Tim detikcom - detikNews
Selasa, 02 Jun 2020 16:50 WIB
People take part in a rally for the Black Lives Matter movement at Justin Herman Plaza in San Francisco, California on July 8, 2016.
About 1,000 people marched along Market Street to City Hall to denounce recent police shootings around the country. / AFP PHOTO / Josh Edelson
Ilustrasi (AFP PHOTO/Josh Edelson)
Jakarta -

Slogan black lives matter disuarakan banyak orang sebagai bentuk solidaritas atas kematian pria kulit hitam di Amerika Serikat, George Floyd. Namun narasi tandingan juga ada, yakni all lives matter.

Terpantau di Google Trends, Selasa (2/6/2020), pencarian dengan kata 'black lives matter' melambung sejak akhir Mei di seluruh dunia. Sama halnya dengan pencarian 'all lives matter', momennya juga naik sejak akhir Mei, meskipun jauh lebih sedikit.

Momen ini mengiringi kematian George Floyd di bawah lutut polisi kulit putih bernama Derek Chauvin di Minneapolis, Minnesota, Amerika Serikat (AS), pada 25 Mei 2020. Tagar-tagar terkait black lives matter dan all lives matter digunakan warganet dari berbagai negara, baik di Twitter, Instagram, maupun Facebook.

Akun resmi Twitter bahkan mencantumkan tagar #BlackLivesMatter sampai berita ini ditulis. Bos Facebook Mark Zuckerberg menyumbang USD 10 juta kepada kelompok-kelompok yang bekerja demi keadilan rasial. Black lives matter juga digemakan oleh Netflix.

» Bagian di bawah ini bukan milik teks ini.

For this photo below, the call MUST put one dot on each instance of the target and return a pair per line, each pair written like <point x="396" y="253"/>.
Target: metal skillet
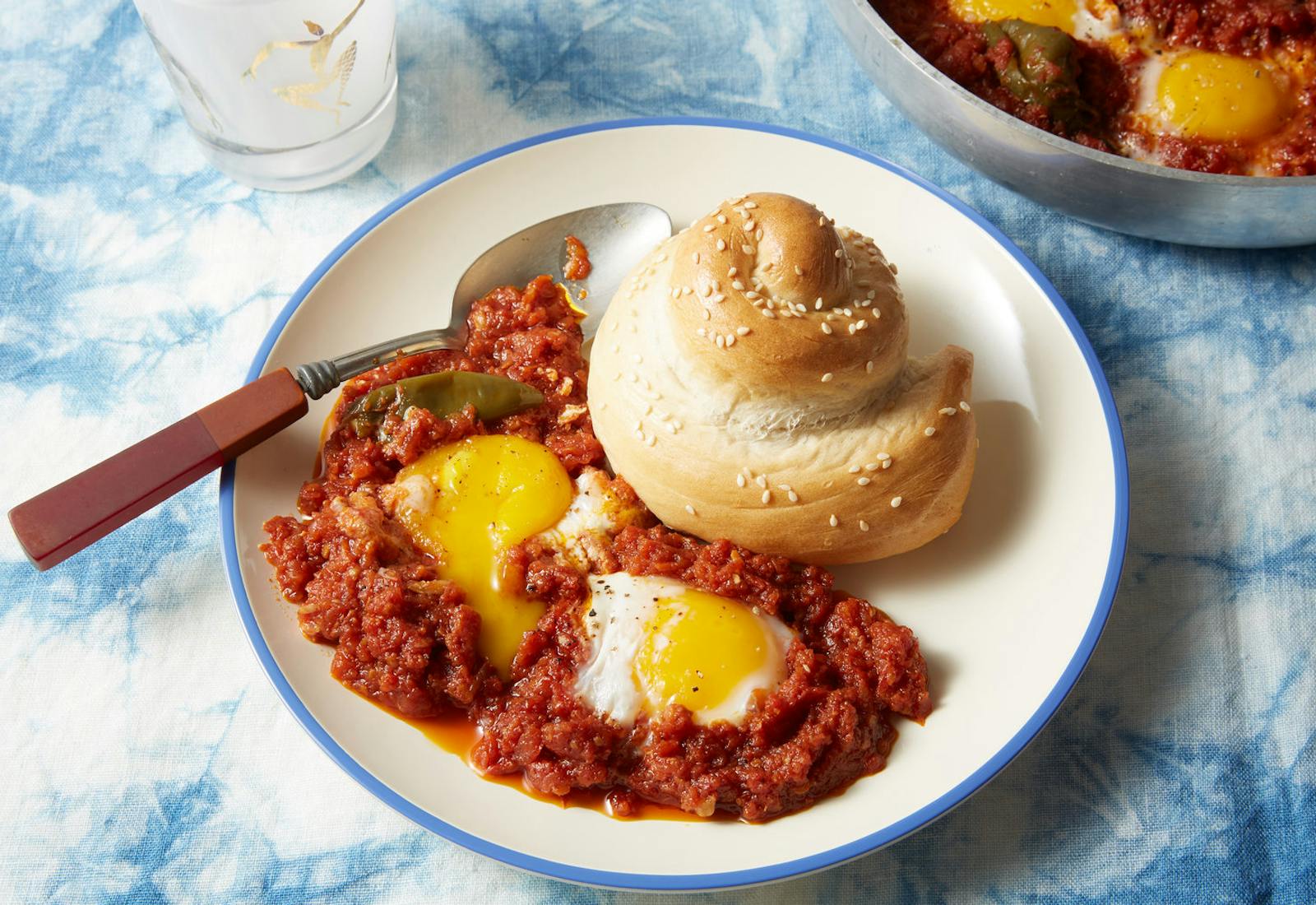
<point x="1105" y="190"/>
<point x="78" y="512"/>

Black lives matter, atau bahasa Indonesia-nya adalah 'kehidupan orang kulit hitam itu penting' merupakan slogan yang muncul bukan kemarin saja, melainkan sudah sejak beberapa tahun lalu.

Dilansir The Guardian, gerakan The Black Lives Matter atau disingkat sebagai BLM dimulai pada 2013 oleh Alicia Garza, Patrisse Cullors, dan Opal Tometi. Saat itu ada kasus bernuansa rasial yakni pembunuhan remaja kulit hitam AS bernama Trayvon Martin oleh George Zimmerman, pada 2012. Selanjutnya, terjadi kematian dua orang kulit hitam di AS yakni Michael Brown dan Eric Garner di tangan polisi, pada 2014. Gerakan BLM menjadi yayasan di AS, Inggris, dan Kanada.